The President and I will continue to call on Congress to fully fund SelectUSA.
And while SelectUSA will help bring more manufacturing investments to your doorstep…A second program will support your bottom-up efforts to develop the very best economic development plans in your regions…
This is the Investing in Manufacturing Communities Partnership – IMCP.
Our goal with IMCP is to incentivize smart, comprehensive, and integrated economic-development planning across the country.
We want to do nothing less than reinvent how economic development is done (in manufacturing).
Several mayors here today are already familiar with IMCP because you won one of 44 planning grants.
For example, I know that Mayor Smith and the Greater Phoenix Economic Council received a grant. With those funds, they are developing plans for an Innovation and Commercialization Center for Advanced Manufacturing.
And I know that Chief Executive Vincent (Butte, MT), Commissioner Brooks (Columbus, OH), and several mayors here are putting their own grants to work.
Those planning grants were just the first step of IMCP…
Today, I am pleased to announce Phase Two – a competition that rewards communities that demonstrate best practices in attracting and expanding manufacturing.
Specifically, these communities must bring together key local stakeholders and make long-term plans that integrate all of the key investments across their industrial ecosystem.
Research has shown that communities can create a virtuous cycle for the growth of technologies and supply chains by building strong, interconnected relationships in 6 areas:
- Workforce and training efforts
- Supplier networks
- Research and innovation
- Infrastructure and site development
- Export promotion and international investment
- and access to capital.
We want to incentivize communities to create the very best strategies for designing and making investments across these 6 areas…
We will do that by awarding up to 12 official “manufacturing community” designations.
That designation is more than just words. It provides four key benefits:
- First, these communities will get elevated consideration for grants and assistance from the 10 agencies that are involved in IMCP. Altogether, that means better access to funds totaling $1.3 billion dollars.
- Secondly, the winners will get a dedicated federal liaison at these agencies – someone who can act as their concierge to the specific services they need.
- Third, the White House and the Commerce Department will recognize these communities online. We will make sure that both domestic and foreign investors can easily see that these communities are globally competitive.
- And fourth, subject to funding availability, we will provide challenge grants to some awardees from the pool of 12. We want to reward the best of the best.
Even though the potential to receive one of these designations is exciting, I believe that simply participating in this competition will be extremely valuable.
My hope today is that we can count on each of you in this room to work with all of the stakeholders in your region to apply for this designation.
After all, you are the leaders on the front lines. You are the people who can drive the sometimes disruptive change in thinking that we need.

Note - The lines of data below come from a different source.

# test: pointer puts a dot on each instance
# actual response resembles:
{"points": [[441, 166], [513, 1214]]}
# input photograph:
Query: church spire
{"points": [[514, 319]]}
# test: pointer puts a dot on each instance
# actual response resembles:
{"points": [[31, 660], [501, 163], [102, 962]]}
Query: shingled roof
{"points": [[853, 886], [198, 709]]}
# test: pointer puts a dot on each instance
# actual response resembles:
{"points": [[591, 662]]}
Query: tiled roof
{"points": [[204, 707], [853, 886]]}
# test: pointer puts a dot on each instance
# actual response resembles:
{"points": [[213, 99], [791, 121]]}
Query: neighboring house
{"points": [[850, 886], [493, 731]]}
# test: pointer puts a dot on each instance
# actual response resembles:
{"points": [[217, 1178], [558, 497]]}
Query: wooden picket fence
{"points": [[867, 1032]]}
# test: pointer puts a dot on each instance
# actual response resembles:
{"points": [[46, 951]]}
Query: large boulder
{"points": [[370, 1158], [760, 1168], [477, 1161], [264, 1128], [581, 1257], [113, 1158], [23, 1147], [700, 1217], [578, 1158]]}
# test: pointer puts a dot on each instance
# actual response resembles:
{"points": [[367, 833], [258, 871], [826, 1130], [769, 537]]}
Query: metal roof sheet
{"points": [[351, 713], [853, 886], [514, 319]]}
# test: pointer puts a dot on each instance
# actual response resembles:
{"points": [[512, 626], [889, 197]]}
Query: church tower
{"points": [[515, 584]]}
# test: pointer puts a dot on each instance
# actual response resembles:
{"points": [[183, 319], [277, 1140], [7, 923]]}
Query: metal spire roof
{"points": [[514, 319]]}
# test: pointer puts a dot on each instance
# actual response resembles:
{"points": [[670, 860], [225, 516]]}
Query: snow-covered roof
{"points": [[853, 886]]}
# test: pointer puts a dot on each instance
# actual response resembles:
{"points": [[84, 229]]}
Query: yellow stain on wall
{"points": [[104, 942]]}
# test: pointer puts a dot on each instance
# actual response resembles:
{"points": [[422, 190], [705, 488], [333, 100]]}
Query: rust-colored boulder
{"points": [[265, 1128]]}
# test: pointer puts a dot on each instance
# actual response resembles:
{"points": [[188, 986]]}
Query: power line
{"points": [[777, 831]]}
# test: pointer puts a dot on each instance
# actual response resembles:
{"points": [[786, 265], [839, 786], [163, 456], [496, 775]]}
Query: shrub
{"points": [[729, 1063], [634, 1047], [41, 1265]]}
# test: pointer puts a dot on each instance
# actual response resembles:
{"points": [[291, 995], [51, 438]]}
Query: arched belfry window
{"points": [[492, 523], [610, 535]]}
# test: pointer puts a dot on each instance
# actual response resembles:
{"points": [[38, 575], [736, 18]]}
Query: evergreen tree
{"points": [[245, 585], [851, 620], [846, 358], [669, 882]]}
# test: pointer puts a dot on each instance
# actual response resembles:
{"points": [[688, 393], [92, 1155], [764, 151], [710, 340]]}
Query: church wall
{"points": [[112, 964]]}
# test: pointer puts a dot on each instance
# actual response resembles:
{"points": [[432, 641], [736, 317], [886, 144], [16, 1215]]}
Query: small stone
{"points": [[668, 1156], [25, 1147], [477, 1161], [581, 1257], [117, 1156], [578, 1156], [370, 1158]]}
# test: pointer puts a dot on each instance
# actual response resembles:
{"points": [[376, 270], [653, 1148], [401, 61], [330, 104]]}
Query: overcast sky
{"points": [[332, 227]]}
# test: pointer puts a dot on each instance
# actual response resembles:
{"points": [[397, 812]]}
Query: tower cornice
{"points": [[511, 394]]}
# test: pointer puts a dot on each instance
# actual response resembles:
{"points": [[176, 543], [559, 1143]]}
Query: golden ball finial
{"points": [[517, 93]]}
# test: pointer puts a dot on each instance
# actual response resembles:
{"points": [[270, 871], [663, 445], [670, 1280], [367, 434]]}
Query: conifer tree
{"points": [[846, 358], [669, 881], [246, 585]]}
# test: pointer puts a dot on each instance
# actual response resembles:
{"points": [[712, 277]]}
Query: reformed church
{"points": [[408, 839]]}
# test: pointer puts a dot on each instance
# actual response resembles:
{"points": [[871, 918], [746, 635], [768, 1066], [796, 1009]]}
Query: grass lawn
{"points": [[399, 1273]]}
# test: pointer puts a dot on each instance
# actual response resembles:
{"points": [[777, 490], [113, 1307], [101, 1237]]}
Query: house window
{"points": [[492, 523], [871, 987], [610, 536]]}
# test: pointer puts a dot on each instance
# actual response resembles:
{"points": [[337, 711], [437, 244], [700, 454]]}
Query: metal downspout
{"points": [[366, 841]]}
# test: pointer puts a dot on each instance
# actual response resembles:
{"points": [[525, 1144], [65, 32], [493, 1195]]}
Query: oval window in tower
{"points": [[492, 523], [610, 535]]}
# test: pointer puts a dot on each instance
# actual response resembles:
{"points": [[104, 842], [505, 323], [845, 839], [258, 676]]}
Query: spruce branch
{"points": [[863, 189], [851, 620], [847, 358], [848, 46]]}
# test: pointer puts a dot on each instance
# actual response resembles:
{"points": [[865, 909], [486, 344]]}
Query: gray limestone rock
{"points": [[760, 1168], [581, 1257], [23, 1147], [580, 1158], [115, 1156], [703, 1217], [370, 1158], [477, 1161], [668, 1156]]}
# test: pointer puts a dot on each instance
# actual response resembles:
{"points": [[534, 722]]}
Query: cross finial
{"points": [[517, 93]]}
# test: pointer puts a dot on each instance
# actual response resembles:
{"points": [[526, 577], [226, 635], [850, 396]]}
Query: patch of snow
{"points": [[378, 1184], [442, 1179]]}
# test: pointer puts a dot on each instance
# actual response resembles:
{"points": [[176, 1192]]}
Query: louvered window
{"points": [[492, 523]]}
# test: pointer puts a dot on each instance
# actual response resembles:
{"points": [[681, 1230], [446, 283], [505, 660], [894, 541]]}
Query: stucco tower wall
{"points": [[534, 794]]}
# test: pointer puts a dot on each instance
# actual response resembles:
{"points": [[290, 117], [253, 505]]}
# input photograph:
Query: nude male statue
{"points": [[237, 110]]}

In summary, we are going to support you from both ends:
We will help bring more investment opportunities to your doorstep through programs like SelectUSA and we will support your bottom-up efforts to be prepared for those kinds of opportunities through IMCP.
Let me close by saying that supporting manufacturing hits home for me because it is part of my own family’s history.
For example, back in the 1950s, my family bought a business and turned it into a profitable manufacturing company called the Marmon Group.
I served for 10 years on the board of that firm, which makes electrical and industrial components and transportation equipment.
My Uncle, who ran Marmon and was a former chair of the National Association of Manufacturers, strongly believed – and would often tell me – how important it is for this country to make things.
I could not agree more.
Let’s work together to ensure that America continues to make the very best things in the 21st century.
If we are all focused on that vision, I know that our communities will continue to flourish and thrive in the years ahead.